Several building products and materials companies have announced they will increase their prices in line with the Government’s price on carbon.

Companies reacted to the expectation that the tax would increase their costs by saying they will need to pass on the slug.

Brickworks issued a press release saying the tax will negatively impact housing affordability by increasing building product prices in Australia.

The company predicts the proposed $23 per tonne carbon tax would have an impact of $12.8 million on its Austral Bricks division earnings in its first year of operation. It intends to increase prices to fully recover the cost of the tax with price rises of up to six per cent.

Brickworks also claimed that as products that are classified as trade exposed, such as steel and cement, will be heavily compensated, it will lead to price benefits when compared to clay bricks that will not receive any compensation.

It has been reported that CSR also expects to increase prices in its range of plasterboard, bricks, roof tiles and fibre cement products to recover costs.

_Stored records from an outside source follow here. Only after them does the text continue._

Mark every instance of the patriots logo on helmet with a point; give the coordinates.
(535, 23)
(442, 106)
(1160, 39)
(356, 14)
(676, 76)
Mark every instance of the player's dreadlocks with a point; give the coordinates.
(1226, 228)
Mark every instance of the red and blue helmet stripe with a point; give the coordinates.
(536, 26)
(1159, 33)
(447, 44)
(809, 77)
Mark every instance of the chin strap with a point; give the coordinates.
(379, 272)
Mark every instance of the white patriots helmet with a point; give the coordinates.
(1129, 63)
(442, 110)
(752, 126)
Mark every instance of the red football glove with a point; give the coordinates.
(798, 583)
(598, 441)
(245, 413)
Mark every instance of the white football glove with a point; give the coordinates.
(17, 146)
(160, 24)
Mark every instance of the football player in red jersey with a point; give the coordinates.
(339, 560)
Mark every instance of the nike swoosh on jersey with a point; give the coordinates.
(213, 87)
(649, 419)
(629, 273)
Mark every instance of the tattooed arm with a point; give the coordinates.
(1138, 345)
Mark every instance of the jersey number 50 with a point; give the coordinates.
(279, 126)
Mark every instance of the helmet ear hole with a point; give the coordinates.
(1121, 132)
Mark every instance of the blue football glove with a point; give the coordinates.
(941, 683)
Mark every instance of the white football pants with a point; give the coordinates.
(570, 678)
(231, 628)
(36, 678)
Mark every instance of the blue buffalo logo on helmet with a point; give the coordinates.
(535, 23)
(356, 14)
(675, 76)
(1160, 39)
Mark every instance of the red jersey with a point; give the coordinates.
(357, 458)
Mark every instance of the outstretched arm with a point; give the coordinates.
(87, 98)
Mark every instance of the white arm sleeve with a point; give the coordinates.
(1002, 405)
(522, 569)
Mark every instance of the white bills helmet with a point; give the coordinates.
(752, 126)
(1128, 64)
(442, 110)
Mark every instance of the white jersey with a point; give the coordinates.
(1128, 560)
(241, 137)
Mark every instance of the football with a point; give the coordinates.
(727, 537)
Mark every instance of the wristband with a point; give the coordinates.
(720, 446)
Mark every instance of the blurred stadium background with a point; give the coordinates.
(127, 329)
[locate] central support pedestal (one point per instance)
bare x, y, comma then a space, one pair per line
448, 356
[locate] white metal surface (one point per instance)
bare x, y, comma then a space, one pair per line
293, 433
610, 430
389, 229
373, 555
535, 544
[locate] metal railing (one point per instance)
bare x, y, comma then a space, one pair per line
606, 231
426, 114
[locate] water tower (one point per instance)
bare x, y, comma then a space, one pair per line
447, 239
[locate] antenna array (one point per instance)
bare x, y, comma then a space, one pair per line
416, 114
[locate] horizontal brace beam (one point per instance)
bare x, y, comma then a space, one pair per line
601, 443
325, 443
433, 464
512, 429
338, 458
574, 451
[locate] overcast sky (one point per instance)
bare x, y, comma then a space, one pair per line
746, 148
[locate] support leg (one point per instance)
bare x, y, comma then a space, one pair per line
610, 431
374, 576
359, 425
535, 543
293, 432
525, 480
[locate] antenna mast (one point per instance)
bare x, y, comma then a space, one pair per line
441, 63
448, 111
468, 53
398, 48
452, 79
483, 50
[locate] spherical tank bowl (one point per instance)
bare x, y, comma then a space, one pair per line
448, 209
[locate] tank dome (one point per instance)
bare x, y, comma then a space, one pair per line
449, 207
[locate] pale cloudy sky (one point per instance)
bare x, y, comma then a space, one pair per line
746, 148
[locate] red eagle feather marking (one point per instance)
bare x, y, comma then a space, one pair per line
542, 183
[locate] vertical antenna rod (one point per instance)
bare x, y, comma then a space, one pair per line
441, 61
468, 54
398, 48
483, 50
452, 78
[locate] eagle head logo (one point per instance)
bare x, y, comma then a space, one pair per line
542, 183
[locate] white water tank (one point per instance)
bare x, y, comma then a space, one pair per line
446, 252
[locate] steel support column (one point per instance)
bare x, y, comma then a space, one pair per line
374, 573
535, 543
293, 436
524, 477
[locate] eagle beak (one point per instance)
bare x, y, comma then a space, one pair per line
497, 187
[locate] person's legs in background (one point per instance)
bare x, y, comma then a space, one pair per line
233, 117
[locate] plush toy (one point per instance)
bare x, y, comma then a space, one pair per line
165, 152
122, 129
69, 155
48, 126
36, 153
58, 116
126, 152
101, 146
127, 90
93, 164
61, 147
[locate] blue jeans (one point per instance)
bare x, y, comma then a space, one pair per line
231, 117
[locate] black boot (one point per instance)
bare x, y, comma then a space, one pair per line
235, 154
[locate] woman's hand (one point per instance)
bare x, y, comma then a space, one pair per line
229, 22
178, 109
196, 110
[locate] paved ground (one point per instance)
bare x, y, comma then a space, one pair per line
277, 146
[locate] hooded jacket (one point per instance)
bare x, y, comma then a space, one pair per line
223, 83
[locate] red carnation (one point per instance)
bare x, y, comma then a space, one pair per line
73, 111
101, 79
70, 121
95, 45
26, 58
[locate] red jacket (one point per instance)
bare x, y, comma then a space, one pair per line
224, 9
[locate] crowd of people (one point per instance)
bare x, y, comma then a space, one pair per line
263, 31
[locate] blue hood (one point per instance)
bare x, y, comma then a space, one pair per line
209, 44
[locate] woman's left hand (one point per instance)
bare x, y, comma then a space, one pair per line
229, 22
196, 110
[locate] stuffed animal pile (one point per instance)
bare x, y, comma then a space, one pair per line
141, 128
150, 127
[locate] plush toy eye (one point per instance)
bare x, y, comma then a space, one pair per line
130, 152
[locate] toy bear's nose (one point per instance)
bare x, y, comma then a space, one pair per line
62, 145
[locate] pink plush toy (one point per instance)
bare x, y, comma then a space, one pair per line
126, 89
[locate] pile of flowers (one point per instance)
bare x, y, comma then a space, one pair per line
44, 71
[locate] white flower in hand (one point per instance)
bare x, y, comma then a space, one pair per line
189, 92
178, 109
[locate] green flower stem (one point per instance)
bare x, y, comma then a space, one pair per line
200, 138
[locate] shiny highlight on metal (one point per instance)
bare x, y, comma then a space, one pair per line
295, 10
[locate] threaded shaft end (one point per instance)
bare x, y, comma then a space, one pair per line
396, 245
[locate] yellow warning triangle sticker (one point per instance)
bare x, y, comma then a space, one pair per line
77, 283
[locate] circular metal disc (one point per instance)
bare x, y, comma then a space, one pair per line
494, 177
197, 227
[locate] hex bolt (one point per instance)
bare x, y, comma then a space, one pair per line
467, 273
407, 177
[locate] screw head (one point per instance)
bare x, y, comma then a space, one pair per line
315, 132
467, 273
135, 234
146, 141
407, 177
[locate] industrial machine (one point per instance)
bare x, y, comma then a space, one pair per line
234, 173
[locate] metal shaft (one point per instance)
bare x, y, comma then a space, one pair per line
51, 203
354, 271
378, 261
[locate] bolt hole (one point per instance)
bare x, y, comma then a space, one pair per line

And Cement producer Adelaide Brighton said it would consider importing more of its material from offshore after revealing the tax could slash its net profit by millions next year.

Deutsche Bank analyst Emily Behncke was quoted in The Australian predicting profit declines for builders Boral and CSR.

Behncke estimates Boral will suffer a full-year 2013 dip of 4.8 per cent, or $17.3m, and CSR's profit will fall 8.8 per cent, or $13.3m.

There has also been industry resentment reported that the government had pushed the climate change benefits under the now abandoned insulation scheme, yet insulation production was not covered by the current carbon tax regime.

Boral, CSR and Fletcher Building all produce insulation, which will not be covered by the full assistance package under the carbon tax.